L’analyse socioéconomique des ménages menacés d’expulsion montre que 35% d’entre eux sont des salariés dont le revenu médian est de 1200 euros, tandis que 53% sont au chômage ou sans activité. 45% des ménages enquêtés perçoivent une allocation liée à la précarité (RMI, AAH, API), et plus des deux tiers perçoivent des revenus mensuels inférieurs au niveau du SMIC. En moyenne, 56% des revenus de ces ménages sont consacrés au paiement du loyer.
Seulement la moitié des ménages a pu être rencontrée dans le cadre d’une enquête sociale avant audience. Il existe pourtant une évidente corrélation entre la rencontre avec un travailleur social et sa présence à l’audience : le taux de ménages comparants est nettement influencé par la participation à l’enquête sociale : 75% des ménages n’ayant pas fait l’objet d’une enquête sociale ne vont pas à l’audience, alors qu’ils ne sont plus que 46% parmi ceux qui ont répondu à l’enquête sociale. Très peu (10%) sont représentés par un avocat, alors qu’ils sont plus de la moitié à percevoir des revenus leur permettant de bénéficier de l’aide juridictionnelle.
Pour 57% des ménages, les juges ont prononcé une expulsion sans délai ; pour 33% d’entre eux, ils ont accordé des délais de paiement, et pour 10% d’entre eux, des délais de relogement.
L’observation des parcours résidentiels montre que la menace d’expulsion est réellement un facteur de départ : seule 14% de la population étudiée a pu se maintenir dans le logement sur lequel pesait initialement cette menace. Les autres ménages ont quitté le logement à différentes étapes de la procédure : plus de la moitié d’entre eux (51%) ont quitté leur logement avant la demande de réquisition de la force publique, un quart d’entre eux (25%) est parti au moment de la demande de réquisition de la force publique, 9 % sont partis après l’octroi mais avant l’expulsion effective avec concours de la force publique, et 15% des locataires ont quitté leur logement à la date programmée d’expulsion, avec l’intervention effective de la force publique.
En 2008, le Fond de Solidarité Logement (FSL), conçu dans le Gard pour intervenir le plus en amont possible des difficultés de paiement, a engagé près de 800 aides financières pour le maintien des ménages gardois dans leur logement.
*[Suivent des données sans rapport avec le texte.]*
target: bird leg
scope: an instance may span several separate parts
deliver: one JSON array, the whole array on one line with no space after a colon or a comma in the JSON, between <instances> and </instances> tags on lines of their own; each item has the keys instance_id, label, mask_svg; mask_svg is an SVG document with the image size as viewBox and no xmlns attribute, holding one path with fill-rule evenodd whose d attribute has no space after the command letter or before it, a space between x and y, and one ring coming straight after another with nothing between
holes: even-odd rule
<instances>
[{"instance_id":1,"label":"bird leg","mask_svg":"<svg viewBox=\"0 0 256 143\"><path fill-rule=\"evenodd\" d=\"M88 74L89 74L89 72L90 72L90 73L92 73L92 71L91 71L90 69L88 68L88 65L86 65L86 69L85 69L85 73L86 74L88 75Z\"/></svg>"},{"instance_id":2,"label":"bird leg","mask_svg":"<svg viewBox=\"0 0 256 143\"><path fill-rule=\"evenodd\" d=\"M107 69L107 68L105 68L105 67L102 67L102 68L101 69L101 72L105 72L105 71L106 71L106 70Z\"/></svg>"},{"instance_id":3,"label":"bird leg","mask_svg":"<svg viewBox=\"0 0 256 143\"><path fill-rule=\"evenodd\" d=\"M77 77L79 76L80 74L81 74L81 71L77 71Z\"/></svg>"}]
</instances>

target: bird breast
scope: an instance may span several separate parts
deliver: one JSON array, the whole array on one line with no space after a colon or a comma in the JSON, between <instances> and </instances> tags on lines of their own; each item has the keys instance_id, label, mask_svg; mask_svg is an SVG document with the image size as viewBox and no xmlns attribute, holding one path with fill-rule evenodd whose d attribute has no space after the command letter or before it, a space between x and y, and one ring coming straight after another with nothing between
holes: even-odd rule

Cependant, seuls 28 ménages (soit 14% des ménages observés dans cette enquête) l’ont sollicité au stade de la menace d’expulsion (délivrance du CQL).
L’analyse du parcours résidentiel des ménages après le départ du logement sur lequel pesait la menace d’expulsion montre que ce départ est souvent suivi d’une période d’hébergement sans que les données statistiques puissent réellement l’identifier.
Entre le début de la procédure, démarrée pour la plupart en 2007 et 2008, et la fin de l’année 2009, près de 70% des ménages ont retrouvé un logement autonome après avoir quitté le logement dont ils risquaient d’être expulsés. Une grande majorité d’entre eux s’est relogée dans le parc privé et est restée dans sa commune d’origine.
A la fin de la période d’observation (décembre 2009), 14% des ménages menacés d’expulsion n’étaient toujours pas parvenus à accéder à un logement autonome.
Depuis le mois de janvier 2011, des Commissions de Coordination des Actions de Préventions des Expulsions (CCAPEX) sont mises en place dans chaque département. Rendues obligatoires par la loi du 25 mars 2009 (loi Boutin), ces commissions ont pour objectif d’optimiser le dispositif de prévention des expulsions en coordonnant l’action des différents partenaires concernés , tout en repositionnant le ménage au cœur du dispositif. Leur création entraîne, de plein droit et de façon concomitante, un transfert des compétences des Commissions Départementales des Aides Publiques au Logement (CDAPL) aux organismes payeurs, les Caisses d’allocations familiales et la Mutualité sociale agricole.